Beim gestrigen telefonischen Update mit unserem Wetterprovider aus Kiel sagte der Meteorologe vom Dienst, dass wir einige Stunden mit starkem Wind rechnen müssen unabhängig ob wir nun schneller oder langsamer unterwegs sind, da die vorhergesagte Zone mit starkem Wind unseren Kurs kreuzt. Im Gegensatz zu den allgemein zugänglichen GRIB Files, die uns Windstärken bis 25 Knoten anzeigten, deutete er an, dass wir auch einzelne Böen mit Windstärke 9, also oberhalb von 40 Knoten Wind erleben werden. Der Zeitraum mit dem stärksten Wind soll zwischen 6 und 12 Uhr liegen.

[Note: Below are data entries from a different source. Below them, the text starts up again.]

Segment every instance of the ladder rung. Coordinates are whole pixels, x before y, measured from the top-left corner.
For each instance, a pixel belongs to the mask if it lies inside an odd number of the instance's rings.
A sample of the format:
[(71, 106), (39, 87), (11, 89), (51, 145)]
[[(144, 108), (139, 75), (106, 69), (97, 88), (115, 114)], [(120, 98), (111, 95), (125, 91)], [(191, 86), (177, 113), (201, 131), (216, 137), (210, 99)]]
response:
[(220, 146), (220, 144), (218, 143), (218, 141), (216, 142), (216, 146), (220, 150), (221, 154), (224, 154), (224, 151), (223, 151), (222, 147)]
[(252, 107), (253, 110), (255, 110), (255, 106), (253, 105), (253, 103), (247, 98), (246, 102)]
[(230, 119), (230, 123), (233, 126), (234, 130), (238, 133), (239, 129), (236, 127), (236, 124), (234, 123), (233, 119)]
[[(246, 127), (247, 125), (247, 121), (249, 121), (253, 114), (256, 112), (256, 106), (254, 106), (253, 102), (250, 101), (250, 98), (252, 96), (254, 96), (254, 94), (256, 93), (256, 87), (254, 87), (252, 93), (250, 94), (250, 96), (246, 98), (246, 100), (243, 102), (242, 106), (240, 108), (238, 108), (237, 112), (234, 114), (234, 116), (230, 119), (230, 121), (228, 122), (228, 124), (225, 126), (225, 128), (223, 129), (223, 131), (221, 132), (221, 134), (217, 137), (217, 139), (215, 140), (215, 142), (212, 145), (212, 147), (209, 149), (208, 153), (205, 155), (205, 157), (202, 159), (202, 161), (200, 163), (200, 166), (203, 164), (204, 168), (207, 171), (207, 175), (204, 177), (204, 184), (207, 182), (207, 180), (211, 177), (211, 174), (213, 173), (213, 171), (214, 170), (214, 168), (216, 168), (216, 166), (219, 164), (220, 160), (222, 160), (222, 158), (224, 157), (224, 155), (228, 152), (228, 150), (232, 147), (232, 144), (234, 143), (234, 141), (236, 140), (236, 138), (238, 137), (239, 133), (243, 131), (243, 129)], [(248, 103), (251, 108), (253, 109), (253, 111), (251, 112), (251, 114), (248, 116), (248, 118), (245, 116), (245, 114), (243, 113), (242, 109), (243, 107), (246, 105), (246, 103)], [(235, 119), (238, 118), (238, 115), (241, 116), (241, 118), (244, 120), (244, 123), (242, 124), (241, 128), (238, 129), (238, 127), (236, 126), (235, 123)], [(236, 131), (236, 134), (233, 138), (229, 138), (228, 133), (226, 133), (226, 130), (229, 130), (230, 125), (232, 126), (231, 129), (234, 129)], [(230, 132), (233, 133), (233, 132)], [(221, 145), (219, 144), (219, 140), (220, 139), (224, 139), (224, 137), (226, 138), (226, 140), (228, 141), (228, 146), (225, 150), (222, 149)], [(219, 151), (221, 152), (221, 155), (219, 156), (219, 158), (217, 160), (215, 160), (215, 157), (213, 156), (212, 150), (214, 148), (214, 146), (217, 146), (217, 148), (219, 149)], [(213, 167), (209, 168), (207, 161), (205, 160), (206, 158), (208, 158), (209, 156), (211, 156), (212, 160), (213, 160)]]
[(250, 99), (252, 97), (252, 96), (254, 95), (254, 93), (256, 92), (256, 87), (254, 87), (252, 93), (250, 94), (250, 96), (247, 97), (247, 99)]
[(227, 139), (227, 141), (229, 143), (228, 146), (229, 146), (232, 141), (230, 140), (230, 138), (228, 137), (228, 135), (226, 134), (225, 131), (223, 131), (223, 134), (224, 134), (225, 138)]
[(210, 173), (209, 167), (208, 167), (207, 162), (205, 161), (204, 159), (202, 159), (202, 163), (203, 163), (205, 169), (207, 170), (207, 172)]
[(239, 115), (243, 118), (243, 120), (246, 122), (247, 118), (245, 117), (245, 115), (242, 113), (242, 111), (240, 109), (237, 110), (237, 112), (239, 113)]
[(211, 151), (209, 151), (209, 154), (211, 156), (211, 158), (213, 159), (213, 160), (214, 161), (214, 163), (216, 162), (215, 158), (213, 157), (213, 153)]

Vor dem Einnachten bargen wir das Grosssegel und segelten mit der grossen Fock in die Nacht hinein, im Wissen, dass wir im Verlauf der Nacht auf unsere 22 Quadratmeter kleine Fock wechseln werden. Morgens um 5 Uhr kamen die ersten Regenböen, vorauf wir unsere Segelgarderobe wie geplant verkleinerten.
Zwischen 9 und 13 Uhr erlebten wir was prognostiziert war. Der Wind blies dauernd mit Windstärke 7 bis 8 mit einigen wenigen Böen mit 9 Beaufort. Der Wind kam von achtern, die Wellen waren kaum höher als 3 Meter und der Autopilot steuert NOE ohne jedes Problem durch die Front. Die Skipperin war so beruhigt, dass sie in der Achterkabine lag und in aller Selenruhe ein Buch las. Welches Vertrauen in den Wetterbericht und die Zuverlässigkeit der Technik des Bootes. Oder auch in den Skipper?
Kurz vor 15 Uhr, der Wind hatte mittlerweile deutlich abgenommen, sahen wir durch die Regenwolken die Ostküste Neuseeland südlich von Cape North. Der Geruch von Landwirtschaft lag in der Luft, wahrscheinlich von den Schafen, aus deren Wolle die Unterwäsche gemacht wird, die wir seit gestern Nacht tragen.
Opua, unser Port of Entry für Neuseeland, liegt 40 Seemeilen weiter südlich. Im Verlaufe der Nacht, werden wir dort eintreffen und am Quarantäne-Quai festmachen. Morgen früh erwarten wir die Beamten von Zoll, Immigration und Biosecurity an Bord. Die nötigen Formulare haben wir schon gemailt und vor zwei Tagen unseren ETA (estimated time of arrival) bestätigt. Wir sind gespannt, welche unserer Nahrungsmittel an Bord, den strengen Bestimmungen zur Einfuhr nicht genügt und in den grossen schwarzen Sack wandern.
Unsere Position um 1800 Neuseeland-Zeit (+12h zu MEZ): 32°32’S, 173°15’E, 171 Seemeilen nördlich von Opua.